I’m sitting in Starbucks, sipping on a strawberry smoothie that’s slightly satisfying, though not as much as it first appeared to be. This week’s been good. For the uninitiated, I’m spending my summer in Seattle, working at (no prizes for guessing what they do), a software company based in Redmond, Washington. I managed to come by this opportunity earlier in the semester, and I jumped at it – getting real world experience coding is something I’ve been meaning to do for a while, and this opportunity seemed perfect.

This week’s been interesting in many ways. Coming in, I was under the impression that we would be spending the first few weeks going through the basics of Java and learning how to write proper code in Java, which I have some cursory experience with. However, since this class of interns is the most qualified that the company has had, we had a different path set for us. We blazed through everything in Java over this last week, learned a lot about how companies work and the technologies they use. We learned a lot besides Java, but since the company runs on Java code, the major part of our week went towards learning Java and techniques and designs that go with it.

We reviewed a lot of code that the company ran on, as well as projects that past interns and employees worked on, which gave us an idea of what proper code looks like. Chip, the CEO of the company (and by extension our boss), went through all the code with us, and pointed out what made the code good, and on occasion, what made it bad.

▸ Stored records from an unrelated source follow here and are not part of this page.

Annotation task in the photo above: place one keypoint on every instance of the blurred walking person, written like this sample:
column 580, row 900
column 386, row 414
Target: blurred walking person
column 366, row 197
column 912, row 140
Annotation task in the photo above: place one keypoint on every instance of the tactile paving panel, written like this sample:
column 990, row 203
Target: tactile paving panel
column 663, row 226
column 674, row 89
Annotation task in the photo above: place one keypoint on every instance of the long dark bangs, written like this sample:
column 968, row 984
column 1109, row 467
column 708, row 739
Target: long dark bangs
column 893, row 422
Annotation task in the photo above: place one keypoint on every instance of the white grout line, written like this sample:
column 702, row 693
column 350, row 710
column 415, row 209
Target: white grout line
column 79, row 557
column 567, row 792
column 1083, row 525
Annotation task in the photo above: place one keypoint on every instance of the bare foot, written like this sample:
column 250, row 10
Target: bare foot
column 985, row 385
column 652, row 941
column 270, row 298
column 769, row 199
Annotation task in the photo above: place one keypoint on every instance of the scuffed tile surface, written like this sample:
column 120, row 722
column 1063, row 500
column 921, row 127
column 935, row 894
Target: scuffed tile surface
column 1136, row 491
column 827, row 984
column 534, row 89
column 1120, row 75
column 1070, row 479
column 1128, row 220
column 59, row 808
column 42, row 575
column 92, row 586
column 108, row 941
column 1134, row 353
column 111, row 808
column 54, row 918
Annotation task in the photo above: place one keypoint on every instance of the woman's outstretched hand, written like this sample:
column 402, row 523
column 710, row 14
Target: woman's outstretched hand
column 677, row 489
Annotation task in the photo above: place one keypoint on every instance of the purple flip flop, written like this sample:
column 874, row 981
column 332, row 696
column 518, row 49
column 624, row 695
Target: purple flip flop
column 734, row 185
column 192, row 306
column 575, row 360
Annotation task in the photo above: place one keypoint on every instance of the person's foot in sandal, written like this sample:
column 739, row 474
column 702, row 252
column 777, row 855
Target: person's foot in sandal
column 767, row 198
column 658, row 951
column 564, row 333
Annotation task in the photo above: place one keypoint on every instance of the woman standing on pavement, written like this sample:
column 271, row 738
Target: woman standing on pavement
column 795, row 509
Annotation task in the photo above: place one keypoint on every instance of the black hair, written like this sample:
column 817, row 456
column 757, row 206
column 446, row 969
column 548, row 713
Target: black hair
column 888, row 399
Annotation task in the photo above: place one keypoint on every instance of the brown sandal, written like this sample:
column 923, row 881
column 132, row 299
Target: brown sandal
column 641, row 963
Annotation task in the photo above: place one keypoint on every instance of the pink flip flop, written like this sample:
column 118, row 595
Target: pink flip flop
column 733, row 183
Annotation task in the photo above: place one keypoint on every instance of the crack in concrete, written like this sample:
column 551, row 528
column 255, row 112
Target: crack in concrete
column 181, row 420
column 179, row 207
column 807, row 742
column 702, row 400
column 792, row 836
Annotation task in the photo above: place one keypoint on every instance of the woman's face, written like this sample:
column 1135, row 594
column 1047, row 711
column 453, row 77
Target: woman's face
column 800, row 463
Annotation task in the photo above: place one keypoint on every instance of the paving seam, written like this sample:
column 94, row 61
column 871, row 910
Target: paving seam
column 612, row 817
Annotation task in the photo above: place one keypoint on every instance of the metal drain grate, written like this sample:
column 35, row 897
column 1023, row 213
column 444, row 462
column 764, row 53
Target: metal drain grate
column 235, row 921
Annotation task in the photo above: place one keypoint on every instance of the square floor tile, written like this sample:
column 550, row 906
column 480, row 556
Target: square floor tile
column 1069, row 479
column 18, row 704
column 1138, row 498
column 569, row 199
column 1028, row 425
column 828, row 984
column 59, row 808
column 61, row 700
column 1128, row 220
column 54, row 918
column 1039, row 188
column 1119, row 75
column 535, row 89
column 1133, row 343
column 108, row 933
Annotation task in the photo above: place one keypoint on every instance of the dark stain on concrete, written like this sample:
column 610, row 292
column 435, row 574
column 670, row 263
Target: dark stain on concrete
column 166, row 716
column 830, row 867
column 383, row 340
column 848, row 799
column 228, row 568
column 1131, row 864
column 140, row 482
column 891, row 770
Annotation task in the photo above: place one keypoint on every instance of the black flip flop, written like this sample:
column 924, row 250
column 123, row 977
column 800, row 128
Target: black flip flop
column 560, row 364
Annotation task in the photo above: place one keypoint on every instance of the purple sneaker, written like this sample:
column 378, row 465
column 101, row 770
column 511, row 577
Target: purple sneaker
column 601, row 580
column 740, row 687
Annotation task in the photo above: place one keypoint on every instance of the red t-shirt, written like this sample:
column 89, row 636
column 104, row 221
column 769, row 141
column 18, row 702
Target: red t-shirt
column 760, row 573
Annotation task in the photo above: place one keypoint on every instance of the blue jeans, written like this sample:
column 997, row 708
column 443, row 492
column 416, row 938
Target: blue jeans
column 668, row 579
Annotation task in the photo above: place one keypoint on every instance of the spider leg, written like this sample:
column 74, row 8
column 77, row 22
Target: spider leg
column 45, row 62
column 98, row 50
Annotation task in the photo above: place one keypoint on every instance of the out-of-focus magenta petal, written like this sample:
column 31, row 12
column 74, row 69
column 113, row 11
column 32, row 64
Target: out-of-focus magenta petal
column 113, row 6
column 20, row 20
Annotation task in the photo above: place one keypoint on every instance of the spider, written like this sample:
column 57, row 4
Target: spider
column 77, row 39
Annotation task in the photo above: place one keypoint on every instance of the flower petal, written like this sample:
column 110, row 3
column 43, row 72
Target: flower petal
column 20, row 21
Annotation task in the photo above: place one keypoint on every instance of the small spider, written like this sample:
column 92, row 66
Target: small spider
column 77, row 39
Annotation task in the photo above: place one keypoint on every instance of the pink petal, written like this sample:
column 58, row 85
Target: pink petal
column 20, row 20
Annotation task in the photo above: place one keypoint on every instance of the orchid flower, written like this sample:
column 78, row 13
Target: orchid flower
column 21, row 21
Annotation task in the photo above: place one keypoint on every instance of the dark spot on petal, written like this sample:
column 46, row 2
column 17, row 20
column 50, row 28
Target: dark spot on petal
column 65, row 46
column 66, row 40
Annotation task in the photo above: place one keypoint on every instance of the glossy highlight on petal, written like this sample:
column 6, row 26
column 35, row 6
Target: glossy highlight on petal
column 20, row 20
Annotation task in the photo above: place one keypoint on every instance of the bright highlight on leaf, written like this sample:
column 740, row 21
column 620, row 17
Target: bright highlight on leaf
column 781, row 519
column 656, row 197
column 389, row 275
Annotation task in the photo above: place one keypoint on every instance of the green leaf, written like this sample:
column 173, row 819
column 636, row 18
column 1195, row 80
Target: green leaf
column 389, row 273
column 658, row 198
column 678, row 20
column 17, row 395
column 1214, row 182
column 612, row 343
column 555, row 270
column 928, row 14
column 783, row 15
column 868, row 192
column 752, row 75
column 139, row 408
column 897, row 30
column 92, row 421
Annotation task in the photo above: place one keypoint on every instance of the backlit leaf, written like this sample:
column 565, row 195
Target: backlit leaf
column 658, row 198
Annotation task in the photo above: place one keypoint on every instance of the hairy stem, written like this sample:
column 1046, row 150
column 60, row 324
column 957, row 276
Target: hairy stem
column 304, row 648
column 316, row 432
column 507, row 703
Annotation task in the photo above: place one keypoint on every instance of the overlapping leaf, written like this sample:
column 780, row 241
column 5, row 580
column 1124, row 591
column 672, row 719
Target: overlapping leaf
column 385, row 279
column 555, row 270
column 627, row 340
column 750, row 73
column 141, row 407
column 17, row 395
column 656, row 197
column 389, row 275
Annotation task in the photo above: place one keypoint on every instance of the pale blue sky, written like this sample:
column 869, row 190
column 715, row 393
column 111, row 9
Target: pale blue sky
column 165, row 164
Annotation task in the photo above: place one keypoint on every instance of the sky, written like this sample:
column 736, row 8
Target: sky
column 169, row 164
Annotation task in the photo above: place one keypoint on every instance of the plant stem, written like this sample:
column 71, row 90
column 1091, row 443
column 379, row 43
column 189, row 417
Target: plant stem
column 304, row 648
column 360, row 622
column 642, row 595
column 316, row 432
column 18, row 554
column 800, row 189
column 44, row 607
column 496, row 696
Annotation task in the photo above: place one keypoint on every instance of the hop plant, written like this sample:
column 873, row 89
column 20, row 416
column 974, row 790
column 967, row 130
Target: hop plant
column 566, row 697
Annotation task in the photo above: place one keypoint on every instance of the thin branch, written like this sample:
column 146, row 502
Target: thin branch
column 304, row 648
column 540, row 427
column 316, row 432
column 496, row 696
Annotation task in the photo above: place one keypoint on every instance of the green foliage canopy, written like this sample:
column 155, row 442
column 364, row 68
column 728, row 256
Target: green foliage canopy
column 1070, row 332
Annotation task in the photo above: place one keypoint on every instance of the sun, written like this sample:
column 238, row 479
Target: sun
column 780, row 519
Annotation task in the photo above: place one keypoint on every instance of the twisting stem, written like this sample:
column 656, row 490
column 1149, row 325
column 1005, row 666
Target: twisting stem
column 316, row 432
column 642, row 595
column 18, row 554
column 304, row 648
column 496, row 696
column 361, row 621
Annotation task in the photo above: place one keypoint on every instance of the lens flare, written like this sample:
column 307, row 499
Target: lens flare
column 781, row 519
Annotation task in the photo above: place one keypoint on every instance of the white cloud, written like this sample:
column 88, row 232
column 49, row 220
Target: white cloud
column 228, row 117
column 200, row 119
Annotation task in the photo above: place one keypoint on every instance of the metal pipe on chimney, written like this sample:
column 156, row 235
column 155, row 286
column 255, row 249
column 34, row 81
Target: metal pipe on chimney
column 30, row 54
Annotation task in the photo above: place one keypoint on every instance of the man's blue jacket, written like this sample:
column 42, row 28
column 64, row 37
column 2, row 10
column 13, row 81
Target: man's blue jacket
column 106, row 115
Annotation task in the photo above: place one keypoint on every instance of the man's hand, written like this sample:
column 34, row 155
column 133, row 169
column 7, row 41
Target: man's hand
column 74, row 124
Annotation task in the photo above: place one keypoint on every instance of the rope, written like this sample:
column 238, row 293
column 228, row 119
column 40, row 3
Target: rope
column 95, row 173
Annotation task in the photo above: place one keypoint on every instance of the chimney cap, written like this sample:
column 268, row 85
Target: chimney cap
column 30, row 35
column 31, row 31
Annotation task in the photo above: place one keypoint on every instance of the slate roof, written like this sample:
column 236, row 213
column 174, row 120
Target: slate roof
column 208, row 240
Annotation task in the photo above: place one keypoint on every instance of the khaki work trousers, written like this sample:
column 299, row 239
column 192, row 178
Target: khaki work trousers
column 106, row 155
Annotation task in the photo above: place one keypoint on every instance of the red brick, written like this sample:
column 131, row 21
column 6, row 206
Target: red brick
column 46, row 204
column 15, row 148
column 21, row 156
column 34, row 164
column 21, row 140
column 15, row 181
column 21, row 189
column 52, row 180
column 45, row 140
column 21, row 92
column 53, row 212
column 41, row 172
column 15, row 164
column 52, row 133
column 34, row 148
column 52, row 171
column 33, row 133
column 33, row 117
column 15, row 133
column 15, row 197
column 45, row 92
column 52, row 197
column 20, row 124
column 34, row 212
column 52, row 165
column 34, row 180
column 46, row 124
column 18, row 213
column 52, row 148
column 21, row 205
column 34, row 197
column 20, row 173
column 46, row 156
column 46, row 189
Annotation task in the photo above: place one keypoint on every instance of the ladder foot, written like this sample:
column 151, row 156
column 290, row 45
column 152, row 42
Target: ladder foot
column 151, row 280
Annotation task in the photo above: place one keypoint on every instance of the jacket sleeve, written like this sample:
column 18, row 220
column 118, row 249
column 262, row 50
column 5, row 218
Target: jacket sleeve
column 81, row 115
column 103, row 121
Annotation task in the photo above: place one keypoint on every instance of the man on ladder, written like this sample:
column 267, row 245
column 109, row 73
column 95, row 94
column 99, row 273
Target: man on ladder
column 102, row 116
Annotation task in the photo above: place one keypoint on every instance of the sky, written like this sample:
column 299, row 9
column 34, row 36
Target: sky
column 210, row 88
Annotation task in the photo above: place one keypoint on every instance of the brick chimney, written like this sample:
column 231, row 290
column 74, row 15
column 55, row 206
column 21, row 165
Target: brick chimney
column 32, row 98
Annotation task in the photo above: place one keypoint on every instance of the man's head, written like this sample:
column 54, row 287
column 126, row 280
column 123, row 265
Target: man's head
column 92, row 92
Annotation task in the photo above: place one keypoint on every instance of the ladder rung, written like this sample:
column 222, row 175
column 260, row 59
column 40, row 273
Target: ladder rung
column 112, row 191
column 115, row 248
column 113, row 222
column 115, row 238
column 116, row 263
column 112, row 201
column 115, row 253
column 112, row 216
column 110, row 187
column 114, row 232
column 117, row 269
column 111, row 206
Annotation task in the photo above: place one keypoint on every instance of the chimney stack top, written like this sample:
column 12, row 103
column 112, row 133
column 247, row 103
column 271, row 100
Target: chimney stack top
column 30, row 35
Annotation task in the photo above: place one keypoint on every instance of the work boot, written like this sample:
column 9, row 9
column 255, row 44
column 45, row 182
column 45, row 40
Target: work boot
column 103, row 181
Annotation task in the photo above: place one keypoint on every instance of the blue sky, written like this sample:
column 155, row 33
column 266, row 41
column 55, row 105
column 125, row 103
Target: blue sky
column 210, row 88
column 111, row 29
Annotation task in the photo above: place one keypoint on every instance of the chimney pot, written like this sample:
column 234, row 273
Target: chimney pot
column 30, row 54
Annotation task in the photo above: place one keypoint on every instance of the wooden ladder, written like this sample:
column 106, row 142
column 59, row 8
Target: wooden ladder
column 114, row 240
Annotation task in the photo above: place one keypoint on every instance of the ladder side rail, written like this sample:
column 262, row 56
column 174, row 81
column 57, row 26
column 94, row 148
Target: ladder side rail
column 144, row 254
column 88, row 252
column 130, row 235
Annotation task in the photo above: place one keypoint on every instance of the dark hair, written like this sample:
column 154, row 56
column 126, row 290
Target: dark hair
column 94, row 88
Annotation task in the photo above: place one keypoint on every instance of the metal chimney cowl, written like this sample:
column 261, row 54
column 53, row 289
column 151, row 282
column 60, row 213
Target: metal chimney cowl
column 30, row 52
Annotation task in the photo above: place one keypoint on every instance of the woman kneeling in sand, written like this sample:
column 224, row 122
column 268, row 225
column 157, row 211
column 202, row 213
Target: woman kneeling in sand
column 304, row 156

Through all this, we were also given a few coding assignments, of which one stuck out to me – the random number generator.

Random Number Generator

Chip, in his infinite wisdom (or almost infinite, the man’s a genius), decided that the first assignment we were to have was to somehow prove that the random number generator built into Java wasn’t exactly random. A quick Google search shows that this is true, it is actually just a pseudorandom number generator – the formula it uses to update the seed for the numbers is

 (seed * 0x5DEECE66DL + 0xBL) & ((1L << 48) - 1)

and it goes on to return

 (int)(seed >>> (48 - bits)).

We spent hours on this, trying to figure out methods to prove that it wasn’t actually random. We printed buckets of data, tried calculating averages and printed out massive amounts of numbers trying to figure out ways to prove it, but we came up with nothing. The next day, after seeing our solutions, Chip explained to us that there wasn’t exactly a proper way to prove that it wasn’t random, unless you were able to set the seed yourself. He told us that this was mere pedantry, and for all practical purposes, a lot of things that aren’t going to be exactly what we need them to be, but they don’t have to be for them to work. A pretty cool way to teach something, if you ask me.

All in all, it’s been a great week. The company’s great, and I can see myself getting very well acquainted with the drinks fridge employees over the summer. I’ve learned more over this five day period than I have over any other five day period in my life, and it’s only been a week. I’m excited to see what the rest of the summer has in store!